Electrical energy stored in the battery is the main source for heating the cabin, and the battery itself, in cold conditions. Using this energy for tasks other than vehicle propulsion will reduce the vehicle’s range. Heat pumps can be used to transfer thermal energy between the vehicle’s subsystems, with a fairly low power requirement compared to the amount of energy moved.  By using heat pumps, components can be cooled that are not sensitive to low temperatures; the extracted thermal energy can then be used to warm up the systems that are sensitive, such as the cabin and batteries. 

When the vehicle systems have reached their desired operating temperatures, excess waste heat could be stored in thermal batteries.  These thermal batteries can then be drained at the next cold start to accelerate the warm-up of the battery and cabin, reducing load on the battery.  However, adding all the components needed to make this work will increase the mass of the vehicle, which will also impact its range.

The performance and interaction of all these systems is further affected by the choice of heating strategies, cabin materials (including insulation) and the type of glass.  For example, maximizing the re-circulation of air through the cabin will improve the heating and cooling performance; air quality will be reduced however, adversely affecting the occupants.

By building models of these subsystems and integrating them into full system models, we can investigate and explore the trade-offs that can be made.  It is important that the appropriate physical interactions between the subsystems are included in the simulation.  We are then able to understand the mechanisms driving changes in the overall system performance.

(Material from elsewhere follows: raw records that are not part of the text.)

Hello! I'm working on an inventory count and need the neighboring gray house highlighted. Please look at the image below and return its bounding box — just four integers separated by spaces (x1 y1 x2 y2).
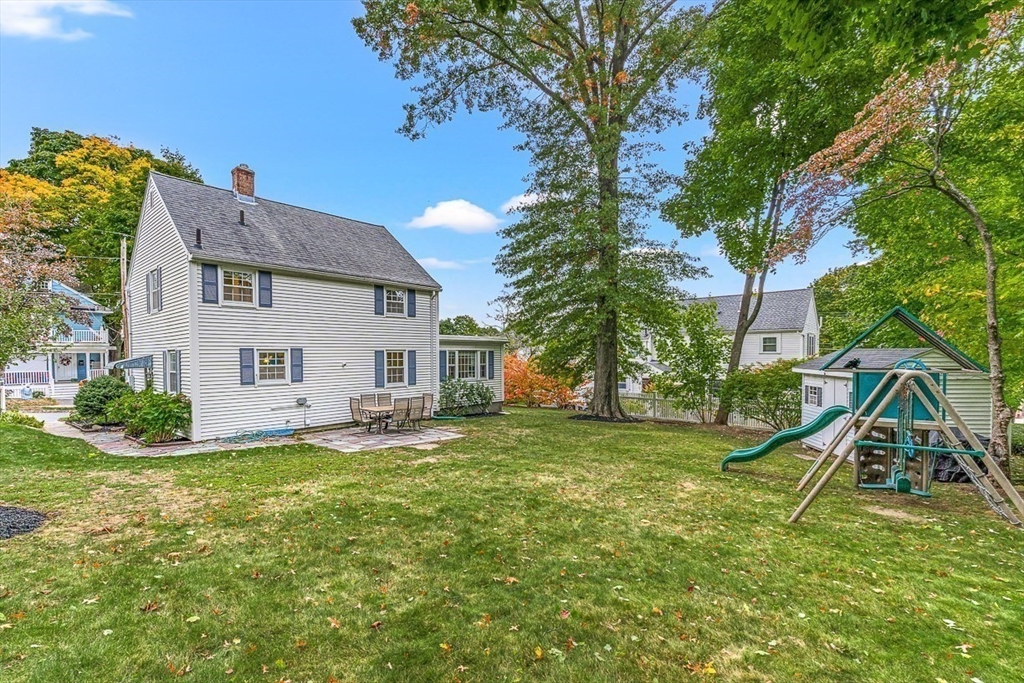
119 165 441 440
618 287 821 393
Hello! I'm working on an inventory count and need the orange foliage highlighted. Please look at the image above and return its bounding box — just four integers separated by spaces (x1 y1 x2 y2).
505 353 582 408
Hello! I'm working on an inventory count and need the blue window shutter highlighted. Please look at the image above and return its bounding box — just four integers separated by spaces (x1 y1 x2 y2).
374 351 384 389
203 263 219 303
239 348 256 384
289 348 302 383
259 270 273 308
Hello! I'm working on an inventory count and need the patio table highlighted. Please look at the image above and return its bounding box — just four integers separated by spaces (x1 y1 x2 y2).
360 405 394 434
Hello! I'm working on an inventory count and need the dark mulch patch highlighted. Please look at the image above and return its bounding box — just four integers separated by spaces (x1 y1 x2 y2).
0 505 46 540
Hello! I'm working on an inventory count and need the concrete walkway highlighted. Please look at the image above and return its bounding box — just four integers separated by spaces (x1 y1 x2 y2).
31 413 463 458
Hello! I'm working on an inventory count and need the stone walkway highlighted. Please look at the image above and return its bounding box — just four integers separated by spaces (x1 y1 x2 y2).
34 413 462 458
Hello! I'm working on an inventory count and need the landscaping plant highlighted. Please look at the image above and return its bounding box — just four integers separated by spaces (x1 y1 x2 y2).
721 358 803 429
438 377 495 415
75 375 132 423
108 389 191 443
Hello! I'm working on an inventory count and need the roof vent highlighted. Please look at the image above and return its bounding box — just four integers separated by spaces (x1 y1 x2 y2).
231 164 256 204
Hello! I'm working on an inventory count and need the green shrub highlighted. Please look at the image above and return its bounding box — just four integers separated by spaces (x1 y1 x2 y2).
437 377 495 415
108 389 191 443
0 411 43 429
75 375 132 422
719 358 803 429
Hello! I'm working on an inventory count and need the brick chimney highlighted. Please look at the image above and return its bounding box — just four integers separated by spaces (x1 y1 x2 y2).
231 164 256 202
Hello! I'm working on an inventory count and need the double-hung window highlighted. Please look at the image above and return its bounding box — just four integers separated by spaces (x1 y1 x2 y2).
223 269 253 304
384 351 406 386
384 289 406 315
257 350 288 384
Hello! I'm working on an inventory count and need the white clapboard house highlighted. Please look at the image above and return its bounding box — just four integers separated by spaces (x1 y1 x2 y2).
618 288 821 393
117 165 503 440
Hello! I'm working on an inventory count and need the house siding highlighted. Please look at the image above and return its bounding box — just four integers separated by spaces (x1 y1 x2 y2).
193 263 438 439
434 337 505 409
128 180 193 403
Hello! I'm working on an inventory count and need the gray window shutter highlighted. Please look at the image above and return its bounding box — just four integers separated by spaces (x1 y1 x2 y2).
374 351 384 389
203 263 219 303
258 270 273 308
157 268 164 310
239 348 256 384
289 348 302 382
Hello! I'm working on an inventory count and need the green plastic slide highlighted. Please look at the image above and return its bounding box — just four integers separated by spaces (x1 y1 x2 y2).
722 405 850 472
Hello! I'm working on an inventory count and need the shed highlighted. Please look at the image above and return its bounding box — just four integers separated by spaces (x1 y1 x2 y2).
438 335 508 413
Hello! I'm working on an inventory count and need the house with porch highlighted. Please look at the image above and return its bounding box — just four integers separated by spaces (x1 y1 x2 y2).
3 281 113 402
618 287 821 393
116 165 502 441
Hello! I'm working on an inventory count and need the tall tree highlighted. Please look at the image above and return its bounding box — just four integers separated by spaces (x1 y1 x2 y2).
787 13 1024 461
0 128 202 335
665 0 889 424
353 0 715 419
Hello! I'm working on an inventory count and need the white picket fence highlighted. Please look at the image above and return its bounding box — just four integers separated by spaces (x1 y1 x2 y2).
618 392 776 431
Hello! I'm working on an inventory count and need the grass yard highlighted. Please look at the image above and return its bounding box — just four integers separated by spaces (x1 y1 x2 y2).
0 410 1024 683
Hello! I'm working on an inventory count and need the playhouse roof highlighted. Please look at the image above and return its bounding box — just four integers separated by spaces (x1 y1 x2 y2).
818 306 988 373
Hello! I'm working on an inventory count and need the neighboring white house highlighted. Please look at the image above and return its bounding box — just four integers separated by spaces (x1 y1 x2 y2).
119 166 464 440
618 288 821 393
439 335 507 412
794 347 992 451
3 281 113 402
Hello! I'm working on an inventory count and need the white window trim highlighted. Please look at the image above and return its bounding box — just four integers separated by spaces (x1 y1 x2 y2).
384 348 409 389
253 348 292 386
384 287 409 317
217 265 256 309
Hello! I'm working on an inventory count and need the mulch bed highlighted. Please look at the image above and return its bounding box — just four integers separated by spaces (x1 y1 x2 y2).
0 505 46 540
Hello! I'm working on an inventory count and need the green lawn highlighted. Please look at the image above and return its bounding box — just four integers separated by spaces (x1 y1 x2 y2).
0 410 1024 683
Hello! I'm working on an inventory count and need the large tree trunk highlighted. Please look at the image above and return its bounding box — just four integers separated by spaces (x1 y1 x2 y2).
715 178 785 425
940 179 1014 476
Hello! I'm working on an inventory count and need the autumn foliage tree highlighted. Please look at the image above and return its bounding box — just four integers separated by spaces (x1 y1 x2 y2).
353 0 717 420
780 12 1024 461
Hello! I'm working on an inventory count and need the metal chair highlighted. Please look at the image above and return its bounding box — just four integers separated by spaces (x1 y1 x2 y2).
409 396 423 429
391 398 410 431
348 396 374 432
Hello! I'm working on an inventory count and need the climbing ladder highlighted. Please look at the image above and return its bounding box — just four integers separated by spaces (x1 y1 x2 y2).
790 368 1024 525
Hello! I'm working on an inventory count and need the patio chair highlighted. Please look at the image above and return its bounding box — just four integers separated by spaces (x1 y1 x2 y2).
409 396 423 429
348 396 374 432
391 398 409 431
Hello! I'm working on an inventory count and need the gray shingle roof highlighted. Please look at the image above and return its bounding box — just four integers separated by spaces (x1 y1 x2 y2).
797 348 930 372
150 172 440 289
690 288 814 332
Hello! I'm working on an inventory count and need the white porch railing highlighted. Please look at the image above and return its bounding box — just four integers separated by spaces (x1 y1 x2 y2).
3 371 50 386
618 392 775 431
51 328 109 344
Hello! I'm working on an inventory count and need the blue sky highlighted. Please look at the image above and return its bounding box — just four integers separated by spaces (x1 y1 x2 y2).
0 0 852 319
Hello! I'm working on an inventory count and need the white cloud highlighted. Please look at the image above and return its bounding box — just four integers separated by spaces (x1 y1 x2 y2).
0 0 132 41
416 256 465 270
407 200 502 234
502 193 541 213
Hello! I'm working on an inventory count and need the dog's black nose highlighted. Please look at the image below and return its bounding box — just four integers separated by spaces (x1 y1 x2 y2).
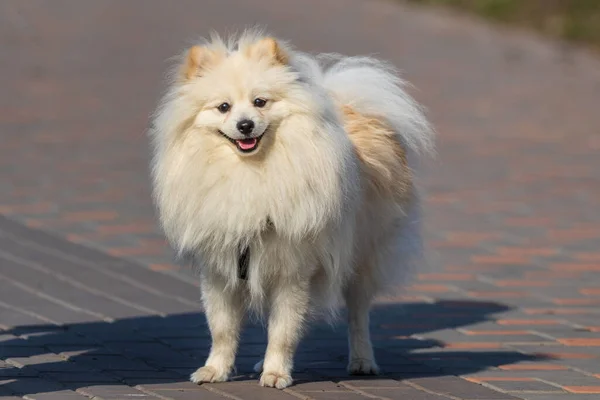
237 119 254 135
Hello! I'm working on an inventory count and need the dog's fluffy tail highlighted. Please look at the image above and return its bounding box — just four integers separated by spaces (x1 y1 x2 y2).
319 54 434 155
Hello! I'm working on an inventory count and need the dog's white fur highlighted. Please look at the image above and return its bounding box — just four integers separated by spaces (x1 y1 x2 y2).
150 32 433 388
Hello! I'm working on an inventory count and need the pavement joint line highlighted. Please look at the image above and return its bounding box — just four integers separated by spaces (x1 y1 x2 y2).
0 272 114 325
0 298 62 330
3 231 200 312
0 250 166 319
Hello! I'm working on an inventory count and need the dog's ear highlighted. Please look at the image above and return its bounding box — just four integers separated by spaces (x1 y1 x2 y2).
182 46 219 80
248 37 289 65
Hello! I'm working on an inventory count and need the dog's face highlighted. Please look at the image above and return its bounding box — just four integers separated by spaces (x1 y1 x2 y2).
184 38 296 156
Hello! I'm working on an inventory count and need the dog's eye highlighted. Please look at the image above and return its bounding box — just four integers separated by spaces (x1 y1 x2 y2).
217 103 231 114
254 97 267 108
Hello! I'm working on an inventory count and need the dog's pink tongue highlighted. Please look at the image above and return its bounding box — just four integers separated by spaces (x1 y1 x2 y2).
236 138 258 150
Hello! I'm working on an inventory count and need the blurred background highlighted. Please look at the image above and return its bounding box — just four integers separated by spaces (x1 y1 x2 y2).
0 0 600 399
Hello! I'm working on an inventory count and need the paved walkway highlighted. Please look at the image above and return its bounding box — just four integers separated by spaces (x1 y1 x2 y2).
0 0 600 400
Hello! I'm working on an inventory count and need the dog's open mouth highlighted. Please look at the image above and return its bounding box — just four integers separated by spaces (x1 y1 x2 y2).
219 130 266 153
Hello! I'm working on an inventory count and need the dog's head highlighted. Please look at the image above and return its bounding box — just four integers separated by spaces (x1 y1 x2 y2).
179 37 298 156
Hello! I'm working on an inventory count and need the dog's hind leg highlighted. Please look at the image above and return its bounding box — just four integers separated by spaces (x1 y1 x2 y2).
345 274 379 375
191 276 244 383
260 282 309 389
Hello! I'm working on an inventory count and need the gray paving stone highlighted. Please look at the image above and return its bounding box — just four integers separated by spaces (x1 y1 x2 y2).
409 376 515 400
139 381 227 400
363 387 448 400
77 384 162 400
5 378 64 395
25 390 95 400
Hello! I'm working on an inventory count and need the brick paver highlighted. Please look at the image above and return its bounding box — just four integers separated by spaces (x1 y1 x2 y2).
0 0 600 400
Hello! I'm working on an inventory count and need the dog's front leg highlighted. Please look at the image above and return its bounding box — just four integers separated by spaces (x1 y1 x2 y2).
191 274 244 383
260 282 309 389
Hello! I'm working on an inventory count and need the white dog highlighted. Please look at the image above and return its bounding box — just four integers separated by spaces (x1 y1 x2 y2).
150 32 433 389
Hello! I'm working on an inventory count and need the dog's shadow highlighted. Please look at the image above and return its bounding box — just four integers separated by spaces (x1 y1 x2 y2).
0 301 540 395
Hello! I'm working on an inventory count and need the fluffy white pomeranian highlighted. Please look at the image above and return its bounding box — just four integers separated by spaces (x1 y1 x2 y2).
150 32 434 389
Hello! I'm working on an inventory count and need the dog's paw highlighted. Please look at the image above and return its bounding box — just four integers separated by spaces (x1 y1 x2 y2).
254 358 265 374
260 372 293 389
348 358 379 375
190 365 229 384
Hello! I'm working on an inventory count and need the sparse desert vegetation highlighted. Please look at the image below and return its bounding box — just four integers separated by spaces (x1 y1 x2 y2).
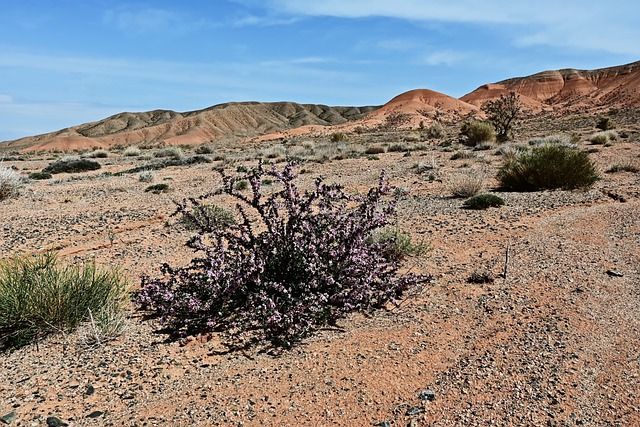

At Claytex, we use a modelling and simulation tool called Dymola to tackle these challenges.  Dymola is a component orientated, multi-physics modelling and simulation tool featuring application libraries. We can build up complex system models needed to evaluate and optimize an electric vehicle.  Aside from application libraries, one of the key reasons we use Dymola is that it is built on the open standards of Modelica and FMI.  What this enables us to do is easily add physical models for new components using the Modelica modelling language.

Using the Modelica language, we have developed the VeSyMA suite of application libraries for Dymola.  These provide the foundations for modelling all types of vehicle, built on an open flexible model architecture.  Models with different levels of detail and different features can be plugged in as needed to answer different questions. The image below shows 4 different models of an electric motor, each with different levels of detail.  Starting at the top left is a simple DC motor with inductance and internal resistance; top right is a table-based motor with more representative torque characteristics, including the option to include thermal effects; bottom right is a more detailed synchronous induction machine that couples mechanical, electrical and thermal physics and bottom left is a permanent magnet synchronous machine.  All of these can be plugged into the vehicle architecture models. 

This flexibility in model details enables concept studies to be carried out where the parameterization and implementation is not tied to a specific component.  Instead, we can run simulations to determine the required characteristics we need from each subsystem to achieve the overall program targets.  The model can then evolve with the project by plugging in different models to match the components selected. As each component is selected, its effect on the overall vehicle performance can be assessed and refinements made before selecting the next set of components.